Let's be clear: all good content is a customer service. If it's not adding anything to the customer experience, then it's not good.
But there is a difference between ‘we love it' content and ‘we use it' content. ‘We love it' content is that clever, emotive TV ad or the magazine celebrity exclusive. ‘We use it' content is about detail and relevance - the everyday, everywhere customer touchpoints such as destination guides, recipes, web reviews, how-to videos and trouble-shooting FAQs.
It's this kind of service content that is too often under rated or poorly executed - which is a big mistake. Content can extend customer service way beyond point of sale into all aspects of customers' lives, helping to build a real relationship between customers and brands, creating loyalty as well as powerful brand advocates.
Putting content at the service of customers is such an obviously right thing to do. But just because it's obvious doesn't mean that anyone can do it - or that everyone does. A recent survey by Eptica found that while content has increased significantly in the last year, customer service satisfaction has barely improved at all.
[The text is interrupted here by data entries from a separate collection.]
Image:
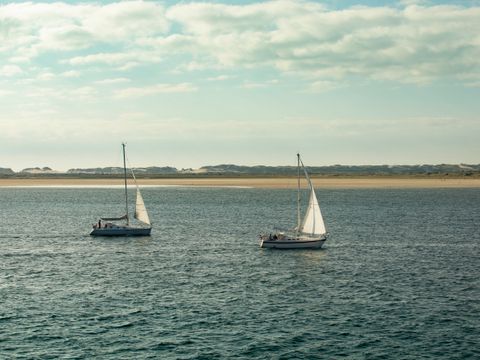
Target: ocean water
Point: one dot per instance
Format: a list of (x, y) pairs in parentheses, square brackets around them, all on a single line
[(397, 279)]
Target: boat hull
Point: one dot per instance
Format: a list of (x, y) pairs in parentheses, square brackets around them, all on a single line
[(121, 231), (293, 243)]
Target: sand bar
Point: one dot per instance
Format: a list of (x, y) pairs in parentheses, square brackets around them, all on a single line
[(273, 183)]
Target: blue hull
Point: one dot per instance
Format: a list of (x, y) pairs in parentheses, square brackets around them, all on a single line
[(121, 231)]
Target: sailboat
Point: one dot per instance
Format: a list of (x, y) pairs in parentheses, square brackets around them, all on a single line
[(105, 226), (309, 233)]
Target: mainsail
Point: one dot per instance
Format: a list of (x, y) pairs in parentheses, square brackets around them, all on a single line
[(140, 209), (313, 221)]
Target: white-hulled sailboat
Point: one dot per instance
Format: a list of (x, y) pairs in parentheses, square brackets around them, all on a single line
[(309, 233), (105, 226)]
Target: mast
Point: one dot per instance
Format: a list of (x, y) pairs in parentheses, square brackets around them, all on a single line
[(125, 178), (298, 192)]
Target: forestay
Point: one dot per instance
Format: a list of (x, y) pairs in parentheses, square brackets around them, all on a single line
[(140, 209)]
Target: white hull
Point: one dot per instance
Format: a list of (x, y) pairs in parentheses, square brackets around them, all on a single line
[(292, 243), (119, 230)]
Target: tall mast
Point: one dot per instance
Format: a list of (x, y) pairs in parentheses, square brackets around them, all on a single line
[(125, 178), (298, 192)]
There are some essential ‘hows' and ‘whys' to creating stand-out service content, but that's another post. They are pointless without understanding the real art and nature of service, so first I want to focus on the three fundamentals:
1. It comes from the heart
It may be wrapped up as information, inspiration, functionality or free stuff, but at heart (and that's the right word) all service is about making customers feel as if they really matter, and that can't be faked. If your content is going to be at the service of your customers it has to be delivered not only with consistently great quality, relevance and attention to detail, but also with empathy, respect, honesty and transparency.
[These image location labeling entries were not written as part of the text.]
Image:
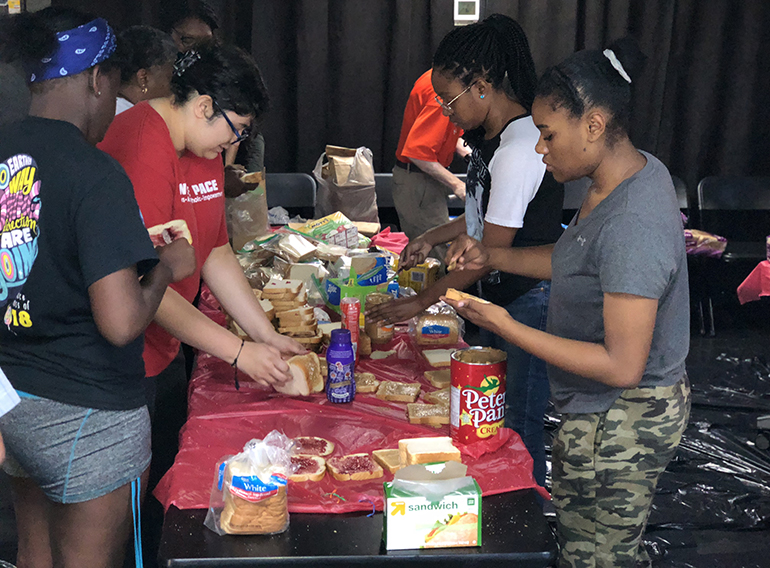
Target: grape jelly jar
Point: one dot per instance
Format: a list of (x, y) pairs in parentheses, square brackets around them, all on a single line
[(340, 382)]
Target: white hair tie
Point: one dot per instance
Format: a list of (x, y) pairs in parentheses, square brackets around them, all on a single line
[(609, 54)]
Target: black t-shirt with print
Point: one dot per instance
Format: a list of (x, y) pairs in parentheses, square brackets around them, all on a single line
[(542, 221), (69, 218)]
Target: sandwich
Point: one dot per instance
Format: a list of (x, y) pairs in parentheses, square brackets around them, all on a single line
[(430, 414), (366, 383), (457, 296), (165, 234), (308, 468), (354, 467), (439, 379), (398, 392), (313, 446), (460, 529), (428, 450), (388, 459), (306, 376)]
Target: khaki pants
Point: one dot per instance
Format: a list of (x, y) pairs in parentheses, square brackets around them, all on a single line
[(421, 204)]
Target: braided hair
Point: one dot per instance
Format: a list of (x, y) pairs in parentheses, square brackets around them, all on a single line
[(587, 79), (496, 50)]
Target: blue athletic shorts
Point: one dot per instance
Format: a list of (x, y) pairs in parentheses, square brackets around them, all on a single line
[(73, 453)]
We talk a lot about the power and importance of emotional engagement for brands and customers, but it has to begin with the content creators. If we don't emotionally engage with what we produce - which means always trying to make it better, producing content that we believe in and can stand by for customers - nobody else will either.
2. It goes to the point
The whole point and purpose of service content is relevance. Understanding the customer mind set and how to meet those needs isn't enough - that's a basic ticket to play. Too much content, even when it's good, is counter productive and if it is isn't speaking to the customer experience it's pointless self indulgence. Less content, created and edited by people who understand, like and respect the people they are working for, and where every word and picture has a function that the customer can relate to and use, is great service.
3. It takes (very) hard work
Another thing customers understand subliminally and instantly is how much effort you've made on their behalf. Just like the best hotels, great service content should feel easy and pleasurable to experience, but take world-class organisation, planning and professionalism to produce. At a recent focus group, I heard some customers talk about how much they still enjoy the experience of curling up with printed magazines for pleasure and relaxation, but that they expect them to be ‘packed full of useful information'. In other words, they want to be rewarded with the kind of content that they can't easily find elsewhere, and to sense the hard work it takes to produce an easy read. That means real standards: proper research, compelling packaging, professional production. Quite properly, and exactly as we all do when we're the customers, they want us to sweat so they don't have to.